William McGurn, an executive with News Corp and writer of a weekly column for the New York Post regretted yesterday in Denver, CO, the misrepresentation of Catholic doctrine on life issues and politics made recently by some officials of the prestigious University of Notre Dame, once one of the most vibrant Catholic universities in the US.

McGurn, a Notre Dame alumnus, former chief editorial writer for the Wall Street Journal and a member of the University of Notre Dame’s Asian Studies Advisory Committee, delivered  the “Robert P. Casey Lecture on Catholic Faith and Public Life,” on Tuesday at the John Paul II Center in Denver.

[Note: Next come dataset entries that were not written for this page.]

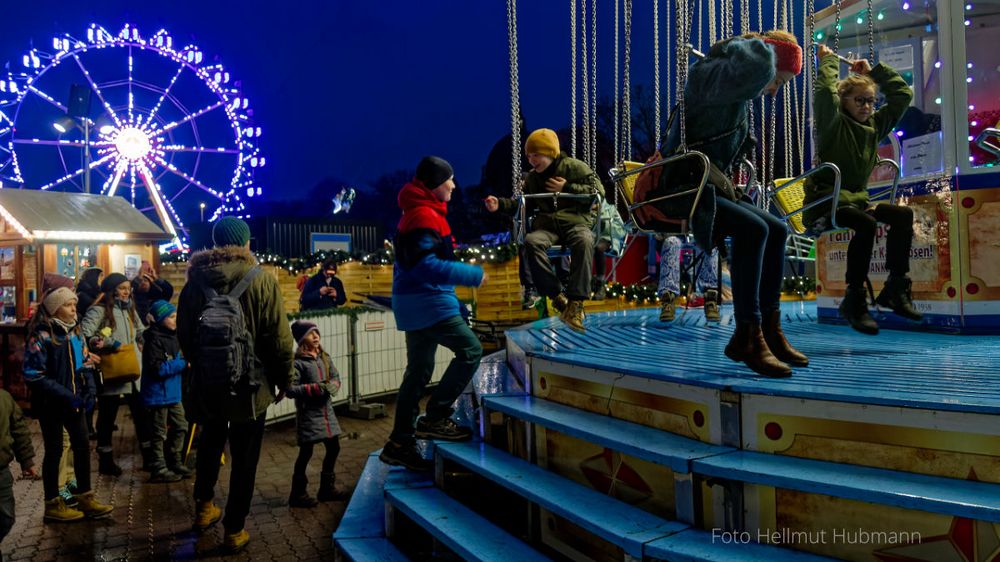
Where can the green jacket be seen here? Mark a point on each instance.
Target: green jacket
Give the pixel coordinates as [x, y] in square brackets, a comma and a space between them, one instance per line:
[15, 437]
[580, 179]
[852, 146]
[223, 268]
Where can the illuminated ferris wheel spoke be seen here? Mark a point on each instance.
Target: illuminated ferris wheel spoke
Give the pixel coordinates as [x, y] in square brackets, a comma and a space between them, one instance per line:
[47, 98]
[72, 175]
[154, 196]
[178, 148]
[191, 117]
[166, 92]
[115, 179]
[97, 91]
[173, 170]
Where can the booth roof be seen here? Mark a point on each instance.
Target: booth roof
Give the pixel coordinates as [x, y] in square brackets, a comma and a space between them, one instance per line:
[78, 215]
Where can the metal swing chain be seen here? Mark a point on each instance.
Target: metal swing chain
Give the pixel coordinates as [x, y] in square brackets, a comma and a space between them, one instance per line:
[656, 74]
[515, 97]
[626, 122]
[593, 84]
[617, 120]
[871, 35]
[836, 28]
[683, 35]
[584, 82]
[572, 79]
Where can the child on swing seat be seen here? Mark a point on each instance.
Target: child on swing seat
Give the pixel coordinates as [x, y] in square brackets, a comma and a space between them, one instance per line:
[848, 131]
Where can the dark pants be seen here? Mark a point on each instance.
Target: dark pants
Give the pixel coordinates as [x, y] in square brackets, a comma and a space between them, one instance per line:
[865, 224]
[580, 240]
[758, 256]
[6, 502]
[107, 414]
[244, 451]
[332, 445]
[421, 345]
[52, 424]
[169, 427]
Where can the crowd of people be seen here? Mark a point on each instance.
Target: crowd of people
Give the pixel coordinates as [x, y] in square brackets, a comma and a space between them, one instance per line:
[226, 351]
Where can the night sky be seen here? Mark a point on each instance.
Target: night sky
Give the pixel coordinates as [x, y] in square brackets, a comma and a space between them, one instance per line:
[355, 90]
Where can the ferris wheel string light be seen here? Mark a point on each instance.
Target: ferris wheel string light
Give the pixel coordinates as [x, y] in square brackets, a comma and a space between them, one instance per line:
[154, 140]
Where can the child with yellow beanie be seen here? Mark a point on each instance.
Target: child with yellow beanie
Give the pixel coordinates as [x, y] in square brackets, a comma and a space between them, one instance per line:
[569, 223]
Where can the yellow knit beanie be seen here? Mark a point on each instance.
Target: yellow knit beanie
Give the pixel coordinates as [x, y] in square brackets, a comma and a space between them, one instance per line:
[544, 142]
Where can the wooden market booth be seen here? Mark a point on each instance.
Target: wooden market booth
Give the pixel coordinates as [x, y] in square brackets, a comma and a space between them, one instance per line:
[51, 232]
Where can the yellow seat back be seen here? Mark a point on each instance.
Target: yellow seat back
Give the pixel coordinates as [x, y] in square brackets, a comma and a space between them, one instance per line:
[791, 199]
[627, 184]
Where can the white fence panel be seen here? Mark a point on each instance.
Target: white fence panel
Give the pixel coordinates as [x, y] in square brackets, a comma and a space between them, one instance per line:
[381, 350]
[335, 337]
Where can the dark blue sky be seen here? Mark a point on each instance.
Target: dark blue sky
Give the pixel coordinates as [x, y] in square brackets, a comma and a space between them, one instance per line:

His remarks were followed by by Denver district attorney, Bill Ritter and the executive director of the Colorado Catholic Conference, Timothy Dore. 

McGurn, lamenting the silencing of the voice of pro-life members of the Democratic Party, said that “it simply no longer matters which name is on the Democratic ticket, because on this issue [of abortion] the party has spoken… The Democratic Party’s Catholics, Mr. Kerry included, publicly declare either that they accept that life begins at conception or are otherwise “personally opposed” to abortion, or both.”

Recalling the recent New York Times article by Mark Roche, Dean of the College of Arts and Letters of the University of Notre Dame in which, while likening abortion to slavery and torture, argued that Kerry was the obvious choice for Catholics in this election because of his position on other issues, such as healthcare, the war in Iraq, the environment, etc., McGurn noted that Roche, while not speaking for Notre Dame, was not an anomaly among Notre Dame deans.

“In the three decades since Roe rent asunder the laws and legislative compromises that had defined and limited abortion in America,” said McGurn, “Notre Dame, in its most public on this issue, has sadly been distinguished for an astonishing ability to come up with, at critical moments in this debate, convenient pretexts for the look-the-other-way crowd.”

He noted that the “crude calculus in which unequivocal Catholic teaching on the intrinsic evil of the taking of the most innocent life is weighed against judgment calls” on issues such as the death penalty and represented in Roche’s article, was also applied by Fr. Theodore Hesburgh, president emeritus of Notre Dame, who used to hold the line that “while Republicans who were against abortion agreed with only 5% of Catholic teaching, Democrats who were pro-choice were on the Catholic side in 95% of the other issues.”